Recent studies suggest that the overturning circulation in the Antarctic Circumpolar Current (ACC) region shows a weak sensitivity to overlying wind stress changes, due to balancing of changes in the eddy-induced and Eulerian mean transports. We use an eddy-permitting coupled climate model with 1/4-degree horizontal resolution to investigate changes in the large-scale circulation and regional dynamics of the ACC region in response to a large poleward shift and intensification of the westerlies. As in previous studies, we find a small increase in the net ACC transport (less than 10%), and a poleward shift in the mean position of the ACC flow.
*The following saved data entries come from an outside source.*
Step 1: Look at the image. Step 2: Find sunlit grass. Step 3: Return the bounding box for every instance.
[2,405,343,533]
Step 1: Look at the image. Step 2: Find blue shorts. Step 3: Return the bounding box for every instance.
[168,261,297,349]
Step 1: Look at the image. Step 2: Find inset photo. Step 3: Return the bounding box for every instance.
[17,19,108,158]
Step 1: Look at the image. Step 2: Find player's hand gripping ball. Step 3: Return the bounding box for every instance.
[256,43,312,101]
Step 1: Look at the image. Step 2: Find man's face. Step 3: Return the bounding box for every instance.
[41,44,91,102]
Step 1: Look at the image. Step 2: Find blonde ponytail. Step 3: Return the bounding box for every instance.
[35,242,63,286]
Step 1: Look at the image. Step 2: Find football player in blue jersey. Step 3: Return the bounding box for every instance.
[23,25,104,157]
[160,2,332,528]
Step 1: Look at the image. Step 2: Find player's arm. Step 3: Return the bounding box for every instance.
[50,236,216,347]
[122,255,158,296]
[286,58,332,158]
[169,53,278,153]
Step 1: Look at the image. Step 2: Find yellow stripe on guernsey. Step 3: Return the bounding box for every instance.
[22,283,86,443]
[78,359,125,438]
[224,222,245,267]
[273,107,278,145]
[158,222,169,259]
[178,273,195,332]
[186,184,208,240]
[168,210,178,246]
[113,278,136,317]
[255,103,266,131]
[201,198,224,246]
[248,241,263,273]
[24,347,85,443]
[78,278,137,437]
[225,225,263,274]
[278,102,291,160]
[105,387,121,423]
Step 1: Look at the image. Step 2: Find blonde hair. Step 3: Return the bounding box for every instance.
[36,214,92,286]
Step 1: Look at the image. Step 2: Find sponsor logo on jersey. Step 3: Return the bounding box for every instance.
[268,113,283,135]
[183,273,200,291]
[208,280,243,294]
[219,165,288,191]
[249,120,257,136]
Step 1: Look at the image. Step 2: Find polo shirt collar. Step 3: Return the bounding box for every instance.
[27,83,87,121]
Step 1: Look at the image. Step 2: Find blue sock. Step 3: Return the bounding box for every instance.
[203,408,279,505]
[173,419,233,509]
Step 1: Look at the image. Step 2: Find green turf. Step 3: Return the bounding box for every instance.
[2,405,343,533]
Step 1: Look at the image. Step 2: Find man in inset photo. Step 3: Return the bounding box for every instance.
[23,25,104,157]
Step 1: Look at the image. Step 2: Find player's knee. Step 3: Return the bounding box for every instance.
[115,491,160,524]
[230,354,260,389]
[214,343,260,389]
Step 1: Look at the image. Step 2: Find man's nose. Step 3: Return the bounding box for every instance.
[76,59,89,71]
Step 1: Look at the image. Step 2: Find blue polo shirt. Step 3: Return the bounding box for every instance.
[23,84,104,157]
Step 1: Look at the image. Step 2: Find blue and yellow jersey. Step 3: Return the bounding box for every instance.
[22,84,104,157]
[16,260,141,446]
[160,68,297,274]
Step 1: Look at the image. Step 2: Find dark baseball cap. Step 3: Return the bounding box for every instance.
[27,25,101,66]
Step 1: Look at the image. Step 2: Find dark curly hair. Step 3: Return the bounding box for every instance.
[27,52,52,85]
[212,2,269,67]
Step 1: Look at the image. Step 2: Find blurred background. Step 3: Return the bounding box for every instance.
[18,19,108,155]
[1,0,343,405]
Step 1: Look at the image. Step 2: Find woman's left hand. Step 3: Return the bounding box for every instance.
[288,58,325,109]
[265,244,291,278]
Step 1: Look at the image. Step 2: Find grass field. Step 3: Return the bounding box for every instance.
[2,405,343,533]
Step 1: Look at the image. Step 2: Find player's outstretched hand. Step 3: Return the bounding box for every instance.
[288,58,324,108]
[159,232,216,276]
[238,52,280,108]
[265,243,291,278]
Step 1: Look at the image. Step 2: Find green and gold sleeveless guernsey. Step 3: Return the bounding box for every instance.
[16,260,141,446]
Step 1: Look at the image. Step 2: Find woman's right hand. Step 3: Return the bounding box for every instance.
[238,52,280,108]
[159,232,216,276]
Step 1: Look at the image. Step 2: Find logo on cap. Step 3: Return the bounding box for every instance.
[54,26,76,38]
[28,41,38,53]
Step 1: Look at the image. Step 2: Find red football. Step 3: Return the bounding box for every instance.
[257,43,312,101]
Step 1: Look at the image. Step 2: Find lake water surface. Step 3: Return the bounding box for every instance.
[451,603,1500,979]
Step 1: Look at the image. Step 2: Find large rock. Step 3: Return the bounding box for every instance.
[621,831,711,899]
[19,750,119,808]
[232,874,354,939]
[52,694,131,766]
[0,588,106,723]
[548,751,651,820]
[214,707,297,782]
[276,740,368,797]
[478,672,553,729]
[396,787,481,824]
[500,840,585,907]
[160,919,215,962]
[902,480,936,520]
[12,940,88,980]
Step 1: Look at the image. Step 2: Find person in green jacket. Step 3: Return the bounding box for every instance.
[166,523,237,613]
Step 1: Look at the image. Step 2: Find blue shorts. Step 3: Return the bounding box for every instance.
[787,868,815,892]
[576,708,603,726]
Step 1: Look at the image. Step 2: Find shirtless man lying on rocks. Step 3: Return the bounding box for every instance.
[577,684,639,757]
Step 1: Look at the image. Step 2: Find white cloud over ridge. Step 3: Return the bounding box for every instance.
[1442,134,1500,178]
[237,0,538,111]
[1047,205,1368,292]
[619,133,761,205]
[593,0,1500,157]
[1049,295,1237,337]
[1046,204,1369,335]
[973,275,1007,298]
However, the ACC is restructured, with the Subantarctic Front and Polar Front branches shifting poleward by differing magnitudes, resulting in 4 Sv less ACC flow in the Subantarctic Zone and 16 Sv less flow in the Polar Front Zone. The wind stress anomaly drives a stronger northward Ekman transport and deepens the winter mixed layer, causing a 9 Sv increase in the net subduction of Subantarctic Mode Water north of the SAF zone, and stronger upwelling into the mixed layer within the SAF and PF zones where Antarctic Intermediate Water forms. The subduction and upwelling changes vary considerably across the Southern Ocean. Our results suggest that changes in the wind stress impact the Southern Ocean large-scale circulation, including the flow of the ACC in its primary jets, which presumably will affect the distribution of heat and nutrients via water mass formation and subduction in this complex region.